Le cas français confirme cette tension. RTE indique que la production française a atteint 547,5 TWh en 2025, dont 95,2 % d’électricité bas carbone. La production fossile a reculé à son plus bas niveau depuis près de 75 ans, et la France a exporté un record de 92,3 TWh. Sur le papier, le pays dispose donc d’un avantage environnemental et industriel : une électricité largement décarbonée, disponible pour remplacer du pétrole et du gaz dans les transports, le chauffage et certains procédés industriels.
Cet avantage reste incomplet. RTE rappelle que les énergies fossiles représentaient encore 56 % de la consommation finale d’énergie en France en 2024, contre 27 % pour l’électricité. Le transport dépendait encore à 90 % des combustibles fossiles. Les bâtiments résidentiels et tertiaires restaient eux aussi fortement exposés, avec une part fossile de 43 % pour le chauffage résidentiel et 68 % pour le chauffage tertiaire. L’enjeu français n’est donc pas seulement de produire une électricité bas carbone : il est de convertir les usages fossiles vers cette électricité sans saturer les réseaux ni créer de nouvelles pointes coûteuses.
Pour les États européens, l’information renforce la valeur économique des politiques climatiques déjà engagées. La réforme européenne du marché de l’électricité, entrée en vigueur en juillet 2024, vise à réduire l’exposition des consommateurs aux variations de court terme en développant les contrats de long terme, les contrats pour différence et les achats directs d’électricité renouvelable. Le briefing de l’AEE montre pourquoi ces outils ne sont pas seulement des instruments de financement : ils organisent la sortie progressive d’un marché où le gaz impose trop souvent son prix.
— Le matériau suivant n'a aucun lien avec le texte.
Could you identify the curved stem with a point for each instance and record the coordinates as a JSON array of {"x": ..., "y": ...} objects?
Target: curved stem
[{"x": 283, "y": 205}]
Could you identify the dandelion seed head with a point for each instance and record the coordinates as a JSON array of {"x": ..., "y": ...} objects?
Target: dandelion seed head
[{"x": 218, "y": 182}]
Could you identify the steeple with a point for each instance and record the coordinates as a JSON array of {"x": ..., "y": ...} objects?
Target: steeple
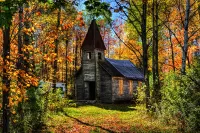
[{"x": 93, "y": 39}]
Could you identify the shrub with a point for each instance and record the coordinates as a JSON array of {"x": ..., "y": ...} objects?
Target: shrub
[{"x": 181, "y": 99}]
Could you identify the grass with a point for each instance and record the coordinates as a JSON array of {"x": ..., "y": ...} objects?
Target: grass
[{"x": 105, "y": 118}]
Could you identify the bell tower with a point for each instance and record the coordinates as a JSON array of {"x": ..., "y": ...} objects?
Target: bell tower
[{"x": 92, "y": 52}]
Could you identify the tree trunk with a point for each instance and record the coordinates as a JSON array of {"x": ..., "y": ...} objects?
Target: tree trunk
[
  {"x": 185, "y": 47},
  {"x": 172, "y": 50},
  {"x": 145, "y": 53},
  {"x": 5, "y": 79},
  {"x": 66, "y": 67},
  {"x": 20, "y": 64},
  {"x": 156, "y": 81},
  {"x": 56, "y": 50}
]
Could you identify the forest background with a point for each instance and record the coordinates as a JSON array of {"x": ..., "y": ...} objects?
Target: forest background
[{"x": 41, "y": 40}]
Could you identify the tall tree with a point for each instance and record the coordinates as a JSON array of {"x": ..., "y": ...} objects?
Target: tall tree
[
  {"x": 155, "y": 72},
  {"x": 186, "y": 38}
]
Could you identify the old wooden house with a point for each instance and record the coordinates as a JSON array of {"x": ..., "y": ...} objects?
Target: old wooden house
[{"x": 103, "y": 79}]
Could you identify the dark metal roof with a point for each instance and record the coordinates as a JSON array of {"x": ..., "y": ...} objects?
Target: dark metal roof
[
  {"x": 93, "y": 38},
  {"x": 123, "y": 68},
  {"x": 110, "y": 69}
]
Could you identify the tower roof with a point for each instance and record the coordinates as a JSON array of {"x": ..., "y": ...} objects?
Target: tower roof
[
  {"x": 122, "y": 68},
  {"x": 93, "y": 38}
]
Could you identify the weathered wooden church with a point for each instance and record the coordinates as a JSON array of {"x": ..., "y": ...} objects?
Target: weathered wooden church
[{"x": 103, "y": 79}]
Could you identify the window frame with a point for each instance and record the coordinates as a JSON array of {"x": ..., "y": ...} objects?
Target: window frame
[{"x": 89, "y": 55}]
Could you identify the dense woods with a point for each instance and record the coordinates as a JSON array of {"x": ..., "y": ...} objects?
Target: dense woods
[{"x": 40, "y": 42}]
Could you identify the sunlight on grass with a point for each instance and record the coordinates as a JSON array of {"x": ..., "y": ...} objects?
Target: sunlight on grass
[{"x": 106, "y": 118}]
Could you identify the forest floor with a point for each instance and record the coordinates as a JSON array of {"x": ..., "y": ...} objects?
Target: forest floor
[{"x": 106, "y": 118}]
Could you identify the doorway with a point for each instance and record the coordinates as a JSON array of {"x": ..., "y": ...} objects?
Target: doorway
[{"x": 92, "y": 93}]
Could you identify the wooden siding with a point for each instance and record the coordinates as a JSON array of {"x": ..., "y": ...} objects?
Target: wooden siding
[
  {"x": 125, "y": 94},
  {"x": 106, "y": 87},
  {"x": 79, "y": 87}
]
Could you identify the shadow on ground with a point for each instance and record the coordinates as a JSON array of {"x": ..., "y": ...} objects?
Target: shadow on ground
[
  {"x": 118, "y": 107},
  {"x": 88, "y": 124}
]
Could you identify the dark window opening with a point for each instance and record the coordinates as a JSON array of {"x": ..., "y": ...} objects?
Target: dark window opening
[
  {"x": 99, "y": 56},
  {"x": 92, "y": 92},
  {"x": 89, "y": 56}
]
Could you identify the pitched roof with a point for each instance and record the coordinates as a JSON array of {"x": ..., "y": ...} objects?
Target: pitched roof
[
  {"x": 93, "y": 38},
  {"x": 122, "y": 68}
]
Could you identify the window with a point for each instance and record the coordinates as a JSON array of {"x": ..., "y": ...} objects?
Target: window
[
  {"x": 99, "y": 56},
  {"x": 121, "y": 86},
  {"x": 130, "y": 87},
  {"x": 89, "y": 55}
]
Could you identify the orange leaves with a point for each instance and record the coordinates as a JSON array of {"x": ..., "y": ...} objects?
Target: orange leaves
[
  {"x": 80, "y": 19},
  {"x": 38, "y": 13},
  {"x": 28, "y": 31}
]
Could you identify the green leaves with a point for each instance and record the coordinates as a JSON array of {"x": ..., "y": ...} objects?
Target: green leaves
[{"x": 97, "y": 9}]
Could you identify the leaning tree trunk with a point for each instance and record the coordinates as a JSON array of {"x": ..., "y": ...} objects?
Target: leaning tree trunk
[
  {"x": 185, "y": 47},
  {"x": 66, "y": 67},
  {"x": 56, "y": 51},
  {"x": 156, "y": 80},
  {"x": 172, "y": 50},
  {"x": 6, "y": 79},
  {"x": 20, "y": 64},
  {"x": 145, "y": 53}
]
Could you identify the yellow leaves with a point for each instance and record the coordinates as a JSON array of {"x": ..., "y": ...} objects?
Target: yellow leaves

Pour les collectivités et les gestionnaires de réseau, la priorité se déplace vers la flexibilité. Les prix négatifs et les écrêtements ne signalent pas un excès durable d’électricité propre ; ils indiquent surtout que le système local ne sait pas toujours utiliser la production au moment où elle arrive. En 2025, RTE a observé environ 3 TWh de modulation des parcs solaires et éoliens français lors d’épisodes de prix spot négatifs, deux fois plus qu’en 2024. Ce volume reste limité à l’échelle du système, mais il matérialise le besoin de pilotage plus fin.
Pour les ménages et les entreprises, le message est plus précis qu’une promesse de facture automatiquement plus basse. Une électricité renouvelable abondante peut réduire l’exposition aux chocs du gaz sur les marchés de gros. Le passage jusqu’à la facture dépend ensuite des contrats, des tarifs réseau, de la fiscalité, de la protection des consommateurs vulnérables et de la capacité à consommer davantage lorsque l’électricité bas carbone est disponible. Les pompes à chaleur, les véhicules électriques, l’effacement industriel, le stockage et les tarifs dynamiques peuvent amplifier le gain ou le déplacer vers quelques acteurs seulement.
La portée environnementale est directe. Chaque usage électrifié avec une électricité bas carbone réduit une importation fossile, une exposition géopolitique et des émissions. L’AEE chiffre désormais une partie du bénéfice économique de cette bascule. La condition politique est moins spectaculaire que l’annonce : accélérer le développement des énergies renouvelables, renforcer les réseaux, financer le stockage, rendre la demande flexible et convertir les usages fossiles sans reporter le coût sur les ménages les plus exposés.